Des sociétés de co-développement

"Il ne s'agit pas de la territorialisation d'une politique nationale industrielle ou d'innovation, mais bien de la mobilisation et de la mise en mouvement des ressources propres au territoire comme fondement et levier principal de ce processus innovant complètement endogène", précise l'étude. Partant de ce principe, les auteurs de l'étude ont identifié trois outils majeurs pour chaque étape de l'innovation : l'initialisation (comment amorcer la pompe à projets dans un territoire), la structuration (comment organiser le processus d'innovation) et l'ancrage/ré-amorçage (comment capitaliser la dynamique). Pour réussir la phase d'initialisation, l'étude table sur la création de réseaux orientés vers la conquête de nouveaux marchés, des "réseaux de valeurs". Le principe consiste à identifier dans un territoire les acteurs "pionniers complémentaires (du fournisseur de matière première au client, éventuellement sur des marchés et techniques différents)". En se regroupant, ces acteurs sont susceptibles de capter, ensemble, de nouveaux marchés. D'après l'étude, un chiffre d'affaires d'au moins 100 millions d'euros pourrait ainsi être généré à l'horizon de cinq ans . En Bretagne, un réseau de valeur s'est ainsi constitué sur le thème de la pêche durable. Les différents acteurs de la filière (distributeurs, armateurs, mareyeurs…) se sont réunis pour réfléchir aux problématiques auxquelles ils ont à faire face. "Il a suffi d'une première question posée par Leclerc : comment puis-je assurer au client une date de fraîcheur ? Les douze personnes étaient autour de la table, elles étaient obligées de réfléchir ensemble. Un réseau s'est constitué, qui devrait d'identifier 20% de gisements de valeur ajoutée à capter ensemble, au profit des pêcheurs, et d'assurer un gain de 60 millions d'euros de chiffre d'affaires", a détaillé Marc Desforges. Les auteurs de l'étude estiment que le déploiement de 100 réseaux de ce type permettrait d'accroître le taux de croissance annuel de la France de 0,1 point pendant cinq ans et de créer durablement 108.000 nouveaux emplois directs ou induits.

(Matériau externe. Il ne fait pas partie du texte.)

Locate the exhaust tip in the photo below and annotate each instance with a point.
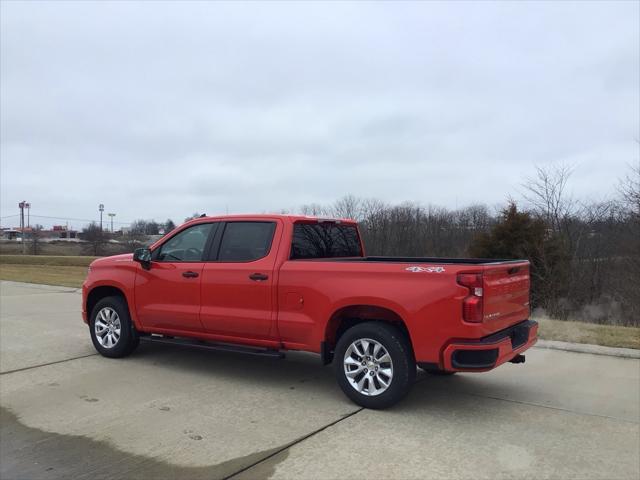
(518, 359)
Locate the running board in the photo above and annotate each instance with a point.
(220, 347)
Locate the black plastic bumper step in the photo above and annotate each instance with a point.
(220, 347)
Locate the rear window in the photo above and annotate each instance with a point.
(246, 241)
(325, 240)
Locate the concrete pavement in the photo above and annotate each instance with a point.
(167, 412)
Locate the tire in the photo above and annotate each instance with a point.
(372, 343)
(119, 337)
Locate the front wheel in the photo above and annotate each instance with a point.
(374, 364)
(112, 332)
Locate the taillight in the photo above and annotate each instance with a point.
(472, 303)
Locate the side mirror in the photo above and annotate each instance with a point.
(142, 255)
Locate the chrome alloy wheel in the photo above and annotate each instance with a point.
(107, 327)
(368, 367)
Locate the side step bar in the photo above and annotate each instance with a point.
(220, 347)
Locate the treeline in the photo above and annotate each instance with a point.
(585, 256)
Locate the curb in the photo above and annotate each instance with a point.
(588, 348)
(40, 286)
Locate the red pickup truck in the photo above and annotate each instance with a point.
(262, 284)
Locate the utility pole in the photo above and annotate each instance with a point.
(21, 206)
(101, 208)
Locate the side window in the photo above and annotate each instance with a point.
(246, 241)
(187, 246)
(325, 240)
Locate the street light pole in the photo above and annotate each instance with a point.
(101, 208)
(21, 206)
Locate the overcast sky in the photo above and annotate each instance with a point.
(161, 109)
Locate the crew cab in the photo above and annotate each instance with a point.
(264, 284)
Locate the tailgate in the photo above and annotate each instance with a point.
(506, 294)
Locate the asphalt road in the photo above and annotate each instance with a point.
(167, 412)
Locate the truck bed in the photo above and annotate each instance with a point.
(437, 260)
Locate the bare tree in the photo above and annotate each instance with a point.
(630, 189)
(546, 193)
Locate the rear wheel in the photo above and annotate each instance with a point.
(112, 333)
(374, 365)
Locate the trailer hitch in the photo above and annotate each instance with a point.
(518, 359)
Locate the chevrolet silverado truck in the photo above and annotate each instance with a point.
(263, 284)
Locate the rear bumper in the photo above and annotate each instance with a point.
(491, 351)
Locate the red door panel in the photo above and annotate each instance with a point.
(166, 299)
(237, 296)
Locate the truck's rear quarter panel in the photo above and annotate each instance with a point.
(429, 301)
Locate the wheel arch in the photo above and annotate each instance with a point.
(102, 291)
(348, 316)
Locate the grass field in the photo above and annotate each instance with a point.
(70, 271)
(581, 332)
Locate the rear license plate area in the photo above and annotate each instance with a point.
(519, 336)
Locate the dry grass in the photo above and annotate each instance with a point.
(44, 274)
(68, 271)
(61, 260)
(580, 332)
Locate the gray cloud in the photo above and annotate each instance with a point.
(158, 109)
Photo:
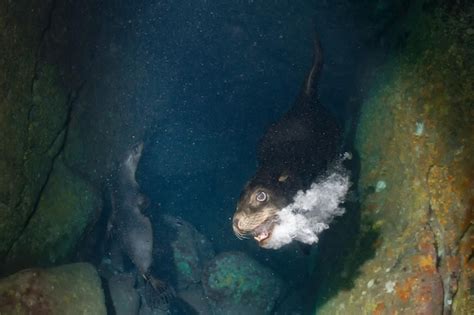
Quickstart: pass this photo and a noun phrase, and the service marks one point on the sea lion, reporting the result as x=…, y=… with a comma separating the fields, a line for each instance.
x=131, y=227
x=293, y=152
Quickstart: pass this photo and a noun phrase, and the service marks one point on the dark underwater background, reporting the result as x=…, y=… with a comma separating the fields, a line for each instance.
x=198, y=83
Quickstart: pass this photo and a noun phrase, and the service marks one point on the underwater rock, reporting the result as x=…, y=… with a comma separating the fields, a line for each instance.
x=45, y=49
x=191, y=252
x=68, y=289
x=66, y=207
x=420, y=261
x=124, y=296
x=237, y=284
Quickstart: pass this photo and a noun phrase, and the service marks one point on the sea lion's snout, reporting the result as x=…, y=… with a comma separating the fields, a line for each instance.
x=256, y=215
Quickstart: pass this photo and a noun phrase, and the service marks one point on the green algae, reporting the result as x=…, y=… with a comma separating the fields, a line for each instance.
x=66, y=207
x=241, y=279
x=428, y=82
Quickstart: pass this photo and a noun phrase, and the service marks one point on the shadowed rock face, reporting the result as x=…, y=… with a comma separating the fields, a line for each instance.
x=69, y=289
x=415, y=138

Deuxième outil, concernant la phase de structuration : la création de sociétés de portage "pour structurer et démultiplier l'effet de levier des réseaux", les sociétés de co-développement. Ces sociétés, issues d'un partenariat public-privé entre les entreprises, les collectivités et les banques, auraient un double rôle : celui d'incubateur privé de solutions nouvelles avec un fonds d'amorçage dédié et une prise de participation possible des actionnaires initiaux au sein des nouvelles entreprises, et celui de cadre privilégié pour mutualiser des services et équipements et réaliser des économies.

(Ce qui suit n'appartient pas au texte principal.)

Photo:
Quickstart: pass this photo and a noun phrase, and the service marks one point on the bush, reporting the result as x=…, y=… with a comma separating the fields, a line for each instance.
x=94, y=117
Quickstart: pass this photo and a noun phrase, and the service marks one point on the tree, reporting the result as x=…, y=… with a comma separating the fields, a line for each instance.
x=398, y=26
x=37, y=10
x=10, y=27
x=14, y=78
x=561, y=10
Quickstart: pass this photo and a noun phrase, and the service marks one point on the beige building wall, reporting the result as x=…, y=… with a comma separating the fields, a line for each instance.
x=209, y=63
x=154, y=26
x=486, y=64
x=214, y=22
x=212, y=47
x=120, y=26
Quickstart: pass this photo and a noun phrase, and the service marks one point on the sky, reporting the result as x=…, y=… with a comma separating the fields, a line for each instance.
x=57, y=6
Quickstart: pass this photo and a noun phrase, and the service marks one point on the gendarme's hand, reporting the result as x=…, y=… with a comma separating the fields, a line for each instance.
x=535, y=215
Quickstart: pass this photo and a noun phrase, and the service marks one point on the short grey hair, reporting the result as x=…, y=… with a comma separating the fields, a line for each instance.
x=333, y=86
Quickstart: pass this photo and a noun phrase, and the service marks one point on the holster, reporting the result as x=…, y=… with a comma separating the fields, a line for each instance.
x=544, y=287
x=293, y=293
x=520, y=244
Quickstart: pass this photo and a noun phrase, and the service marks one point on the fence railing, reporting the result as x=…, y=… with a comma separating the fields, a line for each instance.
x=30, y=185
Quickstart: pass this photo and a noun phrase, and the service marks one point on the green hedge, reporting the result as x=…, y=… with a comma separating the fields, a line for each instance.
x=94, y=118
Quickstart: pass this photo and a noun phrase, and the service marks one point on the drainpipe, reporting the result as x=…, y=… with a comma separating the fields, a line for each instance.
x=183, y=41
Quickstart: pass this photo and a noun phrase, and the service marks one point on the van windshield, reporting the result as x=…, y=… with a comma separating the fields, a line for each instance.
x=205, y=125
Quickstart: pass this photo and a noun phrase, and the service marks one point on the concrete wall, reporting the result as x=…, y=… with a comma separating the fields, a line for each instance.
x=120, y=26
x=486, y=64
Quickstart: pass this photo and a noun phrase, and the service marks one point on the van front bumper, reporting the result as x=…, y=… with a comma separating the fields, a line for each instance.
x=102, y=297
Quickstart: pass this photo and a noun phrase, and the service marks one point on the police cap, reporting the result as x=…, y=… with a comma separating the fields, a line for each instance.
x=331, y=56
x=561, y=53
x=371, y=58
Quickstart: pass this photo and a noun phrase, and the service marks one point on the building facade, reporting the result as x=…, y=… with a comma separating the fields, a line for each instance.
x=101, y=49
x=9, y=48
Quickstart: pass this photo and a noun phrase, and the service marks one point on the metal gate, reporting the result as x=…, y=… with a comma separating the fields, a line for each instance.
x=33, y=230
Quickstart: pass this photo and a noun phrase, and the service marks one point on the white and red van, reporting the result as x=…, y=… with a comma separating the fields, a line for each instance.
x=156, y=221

"Faire prendre la mayonnaise localement"

A Epinal, une dizaine d'entreprises ont été fédérées au sein d'un Ecopark avec l'ambition d'être les leaders sur l'amélioration de la performance énergétique de l'habitat grâce aux éco-matériaux. Une société de co-développement, "Eco-dev", a également été créée. Elle devrait s'autofinancer grâce à des services mutualisés et permettre la génération d'une trentaine d'idées, de 18 projets et de 13 activités nouvelles pour 100 millions d'euros de chiffre d'affaires et 300 à 400 emplois. A la clé également : la création d'un fonds d'amorçage de 10 millions d'euros de capitalisation, un écosystème local optimal qui permettra de tester les produits dans des quartiers d'expérimentation et 2 millions d'euros d'économies… Dans ce type d'approche, "l'idée n'est pas de remplacer les dispositifs existants mais de réfléchir à la façon de faire prendre la mayonnaise localement", a expliqué Frédéric Gilli. Enfin, la mise en place d'ateliers territoriaux est proposée, "pour élaborer, avec la population locale, le projet de territoire qui va sous-tendre, réalimenter et amplifier ce processus d'innovation". Les auteurs partent ainsi du principe que confronter les opinions des usagers/citoyens, des entreprises, des chercheurs et des élus permettra de faire émerger en continu de nouveaux espaces de marché et de nouvelles pistes d'innovation. "On n'est plus dans le projet industriel mais on part du territoire, a détaillé Marc Desforges, l'idée est de mettre le territoire au centre de la démarche." D'autres expérimentations de ce type ont lieu dans plusieurs territoires, comme la mise en place de plusieurs réseaux, dont "gastronomie créative", sur l'axe Bourgogne/Rungis/Paris ou d'un réseau de valeur sur la logistique innovante sur l'axe Seine-Oise. Les auteurs recommandent de soutenir ces initiatives expérimentales sur le plan national, avec un dispositif de suivi et de capitalisation.